Hypothesis 2: Our choice is based also on the fact that under the interpretation it makes sense. But I have a hard time understanding that. For example, if one considers axiom schemata 1 then interpretation would be "If if $A$ then $B$ then if if $A$ then if $B$ then $C$ then if $A$ then $C$" which for me is extremely confusing and therefore not as readily accessible for intuition. For inference rules 2 and 3 I have no convincing interpretation and I would really appreciate if you could give your interpretation that convinces you for my given inference rules.

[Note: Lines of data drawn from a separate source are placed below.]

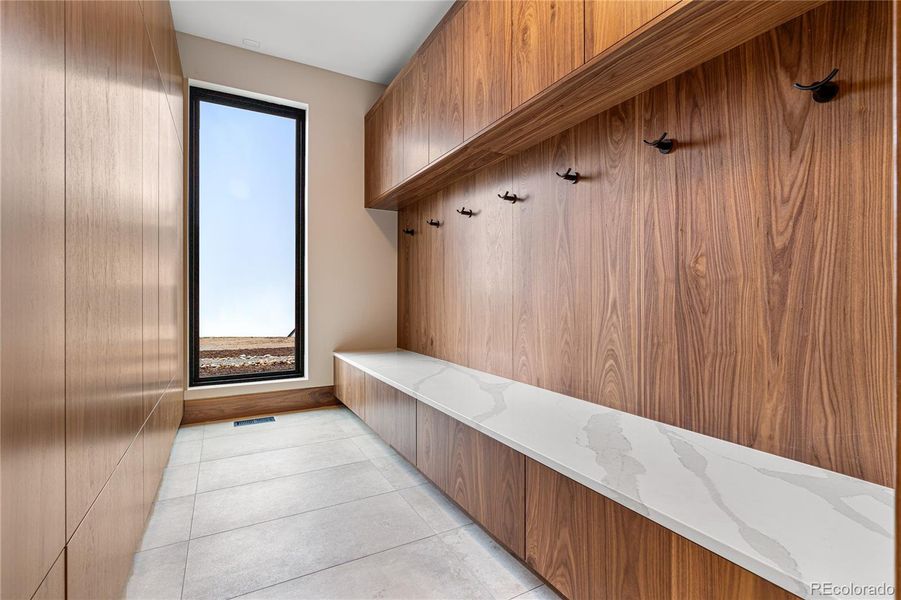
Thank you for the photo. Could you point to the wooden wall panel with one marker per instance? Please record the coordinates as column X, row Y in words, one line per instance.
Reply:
column 444, row 63
column 609, row 21
column 548, row 43
column 152, row 97
column 104, row 321
column 32, row 326
column 487, row 58
column 740, row 286
column 551, row 269
column 99, row 555
column 415, row 98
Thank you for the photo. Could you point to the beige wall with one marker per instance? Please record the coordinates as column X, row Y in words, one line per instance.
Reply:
column 351, row 251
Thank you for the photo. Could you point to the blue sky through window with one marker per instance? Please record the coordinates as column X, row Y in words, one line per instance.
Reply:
column 247, row 222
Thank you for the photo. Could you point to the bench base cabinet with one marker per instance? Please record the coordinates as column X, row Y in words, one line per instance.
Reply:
column 588, row 546
column 484, row 477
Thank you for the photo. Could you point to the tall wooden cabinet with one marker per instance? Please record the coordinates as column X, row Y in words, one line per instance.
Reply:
column 91, row 287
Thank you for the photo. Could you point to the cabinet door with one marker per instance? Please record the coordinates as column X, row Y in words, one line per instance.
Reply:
column 548, row 43
column 444, row 63
column 609, row 21
column 415, row 118
column 487, row 32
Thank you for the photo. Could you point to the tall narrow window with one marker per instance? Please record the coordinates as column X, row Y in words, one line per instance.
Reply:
column 246, row 234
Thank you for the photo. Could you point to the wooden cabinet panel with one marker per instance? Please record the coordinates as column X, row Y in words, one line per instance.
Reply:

Hypothesis 3: Probably one could argue by model-theoretic arguments which formulas we should choose as axiom schemata but I am not that convinced here because for model theory of predicate calculus using finitary means we can only analyze cases when domain of variables of predicate calculus is finite, but usually, in practice, we use theories with an infinite domain. Maybe one can argue that if it holds for finite domain then it is reasonable to assume that it holds for infinite domain, but I am not sure. And then also one could ask why we choose truth tables in the way we do. Also, considering that some types of logic do not have truth tables, but still have axioms/ axiom schemata/ inference rules, I feel that this intuition might not be general enough.

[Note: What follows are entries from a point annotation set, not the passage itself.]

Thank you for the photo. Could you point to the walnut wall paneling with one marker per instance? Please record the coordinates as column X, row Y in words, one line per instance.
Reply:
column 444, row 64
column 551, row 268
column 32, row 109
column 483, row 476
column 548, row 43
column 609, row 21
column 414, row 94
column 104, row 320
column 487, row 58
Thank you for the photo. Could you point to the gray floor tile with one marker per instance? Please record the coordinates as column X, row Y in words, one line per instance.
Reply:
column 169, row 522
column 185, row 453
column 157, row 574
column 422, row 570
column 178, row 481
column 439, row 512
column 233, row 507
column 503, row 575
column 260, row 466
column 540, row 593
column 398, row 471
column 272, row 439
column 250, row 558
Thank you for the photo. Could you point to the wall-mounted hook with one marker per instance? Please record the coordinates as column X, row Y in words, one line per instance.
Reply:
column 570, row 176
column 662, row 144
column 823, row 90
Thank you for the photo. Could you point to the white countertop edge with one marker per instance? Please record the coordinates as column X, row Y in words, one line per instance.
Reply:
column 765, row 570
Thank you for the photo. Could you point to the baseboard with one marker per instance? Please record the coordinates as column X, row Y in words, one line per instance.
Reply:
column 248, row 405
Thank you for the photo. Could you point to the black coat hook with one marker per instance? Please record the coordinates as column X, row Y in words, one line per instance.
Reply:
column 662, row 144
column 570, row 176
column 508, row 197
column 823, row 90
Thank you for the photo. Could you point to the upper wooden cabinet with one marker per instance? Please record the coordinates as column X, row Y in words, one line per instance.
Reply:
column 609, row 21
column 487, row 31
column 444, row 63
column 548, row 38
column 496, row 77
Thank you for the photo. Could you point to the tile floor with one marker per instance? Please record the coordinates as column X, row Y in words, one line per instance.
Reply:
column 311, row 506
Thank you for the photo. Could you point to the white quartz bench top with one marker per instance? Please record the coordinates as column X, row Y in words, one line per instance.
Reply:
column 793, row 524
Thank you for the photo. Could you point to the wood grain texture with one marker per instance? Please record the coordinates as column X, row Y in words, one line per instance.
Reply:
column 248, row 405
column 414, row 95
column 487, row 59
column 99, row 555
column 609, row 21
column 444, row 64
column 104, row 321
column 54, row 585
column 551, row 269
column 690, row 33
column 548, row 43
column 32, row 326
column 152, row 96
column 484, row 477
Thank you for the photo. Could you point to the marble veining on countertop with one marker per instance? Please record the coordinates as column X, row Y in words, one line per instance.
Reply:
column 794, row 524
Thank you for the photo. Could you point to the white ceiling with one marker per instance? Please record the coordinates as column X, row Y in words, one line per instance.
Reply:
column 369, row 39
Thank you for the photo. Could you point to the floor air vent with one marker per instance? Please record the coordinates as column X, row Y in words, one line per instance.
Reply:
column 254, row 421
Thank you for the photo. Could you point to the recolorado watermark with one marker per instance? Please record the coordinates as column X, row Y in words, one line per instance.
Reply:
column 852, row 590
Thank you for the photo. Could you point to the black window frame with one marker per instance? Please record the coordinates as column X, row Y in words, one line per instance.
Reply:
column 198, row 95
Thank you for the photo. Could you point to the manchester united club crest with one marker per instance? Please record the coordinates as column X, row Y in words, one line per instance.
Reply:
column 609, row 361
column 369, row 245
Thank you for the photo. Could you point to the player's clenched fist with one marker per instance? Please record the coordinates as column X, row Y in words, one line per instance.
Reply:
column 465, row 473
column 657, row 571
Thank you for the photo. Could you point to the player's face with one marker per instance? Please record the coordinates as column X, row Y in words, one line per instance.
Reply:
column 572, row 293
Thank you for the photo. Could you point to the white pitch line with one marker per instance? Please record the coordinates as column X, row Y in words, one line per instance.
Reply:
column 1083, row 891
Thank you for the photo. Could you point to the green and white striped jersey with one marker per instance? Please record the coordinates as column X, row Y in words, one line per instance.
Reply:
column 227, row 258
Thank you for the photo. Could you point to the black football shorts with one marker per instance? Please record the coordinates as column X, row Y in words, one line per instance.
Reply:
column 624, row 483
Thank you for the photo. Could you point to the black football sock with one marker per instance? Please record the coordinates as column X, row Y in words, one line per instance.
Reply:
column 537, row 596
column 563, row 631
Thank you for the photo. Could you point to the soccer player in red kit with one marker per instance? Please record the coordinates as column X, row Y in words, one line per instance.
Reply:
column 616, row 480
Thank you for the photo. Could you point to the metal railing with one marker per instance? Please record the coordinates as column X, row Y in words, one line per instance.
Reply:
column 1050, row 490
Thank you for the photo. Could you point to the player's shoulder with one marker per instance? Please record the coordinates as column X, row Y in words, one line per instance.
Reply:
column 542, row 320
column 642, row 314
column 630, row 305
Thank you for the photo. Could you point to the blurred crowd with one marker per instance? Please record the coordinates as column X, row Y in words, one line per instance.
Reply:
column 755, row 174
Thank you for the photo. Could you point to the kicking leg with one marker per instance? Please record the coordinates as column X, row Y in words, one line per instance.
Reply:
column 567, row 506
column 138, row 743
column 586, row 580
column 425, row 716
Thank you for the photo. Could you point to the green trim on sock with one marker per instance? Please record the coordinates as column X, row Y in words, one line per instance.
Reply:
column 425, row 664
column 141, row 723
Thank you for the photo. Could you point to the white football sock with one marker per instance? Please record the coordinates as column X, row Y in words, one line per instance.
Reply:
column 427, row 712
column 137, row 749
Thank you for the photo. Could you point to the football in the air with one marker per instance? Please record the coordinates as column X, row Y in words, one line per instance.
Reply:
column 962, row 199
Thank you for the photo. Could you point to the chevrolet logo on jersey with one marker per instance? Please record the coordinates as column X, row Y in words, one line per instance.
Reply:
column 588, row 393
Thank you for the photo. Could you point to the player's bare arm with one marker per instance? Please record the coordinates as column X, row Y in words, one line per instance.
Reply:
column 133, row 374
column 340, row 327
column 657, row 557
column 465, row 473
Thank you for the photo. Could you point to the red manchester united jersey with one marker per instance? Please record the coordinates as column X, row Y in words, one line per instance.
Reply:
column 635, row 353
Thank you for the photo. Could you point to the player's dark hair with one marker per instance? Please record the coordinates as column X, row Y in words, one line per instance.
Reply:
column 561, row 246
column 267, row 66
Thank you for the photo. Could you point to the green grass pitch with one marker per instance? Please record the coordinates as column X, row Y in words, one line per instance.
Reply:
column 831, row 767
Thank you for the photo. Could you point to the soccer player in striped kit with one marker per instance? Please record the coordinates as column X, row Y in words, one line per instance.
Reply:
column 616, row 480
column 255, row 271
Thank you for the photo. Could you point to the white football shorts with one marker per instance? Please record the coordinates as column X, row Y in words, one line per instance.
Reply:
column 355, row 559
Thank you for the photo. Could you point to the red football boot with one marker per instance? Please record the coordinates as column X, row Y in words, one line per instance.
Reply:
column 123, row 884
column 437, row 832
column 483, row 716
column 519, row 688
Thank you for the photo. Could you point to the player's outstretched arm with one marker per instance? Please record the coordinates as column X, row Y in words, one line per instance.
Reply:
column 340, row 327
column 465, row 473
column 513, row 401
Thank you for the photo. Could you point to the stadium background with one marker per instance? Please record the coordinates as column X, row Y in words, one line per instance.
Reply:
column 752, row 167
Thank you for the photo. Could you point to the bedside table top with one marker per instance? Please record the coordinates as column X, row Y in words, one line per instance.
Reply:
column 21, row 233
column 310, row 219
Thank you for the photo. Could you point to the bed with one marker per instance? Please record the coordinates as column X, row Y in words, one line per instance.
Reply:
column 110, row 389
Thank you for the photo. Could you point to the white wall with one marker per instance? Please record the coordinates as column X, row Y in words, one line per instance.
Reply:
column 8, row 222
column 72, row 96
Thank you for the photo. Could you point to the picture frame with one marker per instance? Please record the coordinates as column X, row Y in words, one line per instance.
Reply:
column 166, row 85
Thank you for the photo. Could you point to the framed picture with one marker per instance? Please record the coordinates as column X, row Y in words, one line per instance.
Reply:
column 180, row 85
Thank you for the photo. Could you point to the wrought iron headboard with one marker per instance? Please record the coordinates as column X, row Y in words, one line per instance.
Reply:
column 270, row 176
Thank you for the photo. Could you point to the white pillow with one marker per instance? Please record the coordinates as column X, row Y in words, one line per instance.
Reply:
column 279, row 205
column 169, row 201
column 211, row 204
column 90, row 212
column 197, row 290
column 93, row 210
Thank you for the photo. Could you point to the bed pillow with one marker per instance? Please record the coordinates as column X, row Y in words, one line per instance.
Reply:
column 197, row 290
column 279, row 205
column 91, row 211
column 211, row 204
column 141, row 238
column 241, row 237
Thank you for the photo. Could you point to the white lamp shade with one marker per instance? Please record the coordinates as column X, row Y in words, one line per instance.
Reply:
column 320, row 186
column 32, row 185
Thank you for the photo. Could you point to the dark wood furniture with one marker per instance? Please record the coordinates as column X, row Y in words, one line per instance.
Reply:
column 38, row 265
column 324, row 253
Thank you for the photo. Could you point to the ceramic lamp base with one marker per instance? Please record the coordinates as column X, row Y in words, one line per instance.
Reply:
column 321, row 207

Hypothesis 4: Probably one could also argue that we want certain deductive rules to hold like deduction theorem. But I always felt that philosophically they are not necessary and are just useful tools, but in principle, everything could be developed without these deductive rules. So one cannot argue using them because they are not fundamental to the theory in the first place.
Hypothesis 5: It might be that there is an equivalent predicate calculus with axioms and inference rules that are simpler and more intuitive. If that is the case, can someone give some references for what it is and why is it simpler and more intuitive?
I would appreciate your help and advice, and your own philosophical / intuitive thoughts about this. Especially for me it is interesting, how do you think about these things and how do you convince yourself that what you are doing is reasonable.